Pour s’assurer d’amasser la somme requise les deux amies tiendront différentes activités de financement d’ici leur départ. On peut aussi les soutenir via un don sur le site Internet La Ruche.

En plus de l’aspect financier, Mme Murray, qui agira comme conductrice, devra aussi suivre des cours. « On doit apprendre comment conduire dans le sable et hors piste. Je serai au volant d’un véhicule side-by-side. C’est une formation obligatoire quand on s’inscrit. On apprendra aussi comment utiliser une boussole, car on  n’a pas le droit d’utiliser un GPS. Je devrai aussi prendre des cours de mécanique en cas de bris pour que je sois autonome quant à la réparation», témoigne-t-elle. 

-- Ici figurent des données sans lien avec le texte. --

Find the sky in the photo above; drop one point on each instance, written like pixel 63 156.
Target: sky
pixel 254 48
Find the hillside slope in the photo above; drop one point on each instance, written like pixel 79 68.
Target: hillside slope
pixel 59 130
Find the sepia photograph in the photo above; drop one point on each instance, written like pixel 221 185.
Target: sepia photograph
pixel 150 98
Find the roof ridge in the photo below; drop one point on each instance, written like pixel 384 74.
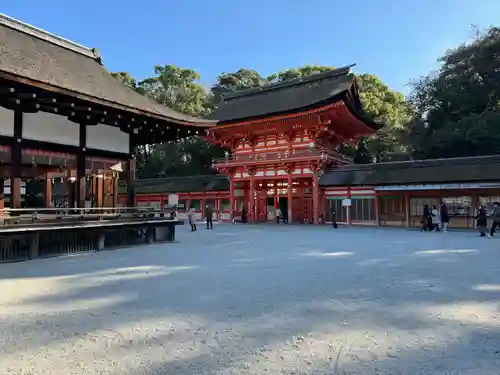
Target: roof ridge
pixel 278 85
pixel 26 28
pixel 415 163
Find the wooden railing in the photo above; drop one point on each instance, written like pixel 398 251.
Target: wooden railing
pixel 28 216
pixel 283 156
pixel 32 233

Une amitié mise à rude épreuve 

Dans le désert, les journées peuvent être longues et ardues en raison de la météo et des obstacles qui se présentent sur sa route. Est-ce que Mme Murray craint que la chicane s’invite au sein du duo? « C’est certain que ça peut se produire, on en est conscientes. Par contre, dans le passé, nous sommes toujours arrivées à se parler et à résoudre nos conflits. Je dois avouer qu’on s’est très peu chicanées depuis qu’on se connaît. On a aussi mis les choses au clair dès le départ en précisant les rôles et responsabilités de chacune. Par exemple, je conduis et je répare les bris mécanique et elle la copilote. Si elle me dit de tourner à droite, je le fais sans discuter. On s’est promise de faire un reset à la fin de chaque journée. Si on s’est perdues quatre heures la veille, on l’oublie le lendemain matin et on repart notre journée du bon pied.» 

Mme Murray est toutefois confiante que son amitié avec sa coéquipière survivra à l’aventure. « Ses faiblesses sont mes forces et vice-versa. On se complète bien, je ne suis pas inquiète.» 

Au total, le voyage durera dix jours, mais la course se tiendra sur six jours. « Une journée, on sera en autonomie complète pendant 24 heures. C’est-à-dire qu’on devra dormir dans une tente dans le désert. Sinon, les autres soirs, ce sera dans un bivouac, soit une grosse tente. 

Est-ce la paire craint la chaleur du désert? «  Il fait assez chaud là-bas, même si en hiver. Il faudra s’hydrater souvent. Sinon, d’anciennes participantes nous ont précisé avoir eu de la difficulté à gérer les vibrations émises par le side-by-side et avoir besoin de traitements d’ostéopatie en soirée. C’est dur de se préparer à ces deux aspects, mais on va se maintenir en bonne forme physique.» 

Notons que les intéressées à suivre la paire pendant le Rallye pourront le faire en direct sur le site Internet. Au total, 250 participantes se prêteront à cet exercice. Les pays qui y seront les plus représentés sur le parcours sont la France, le Canada et la Belgique. 

Les personnes intéressées à soutenir financièrement le duo peuvent faire un don à l'équipe via la plateforme La Ruche.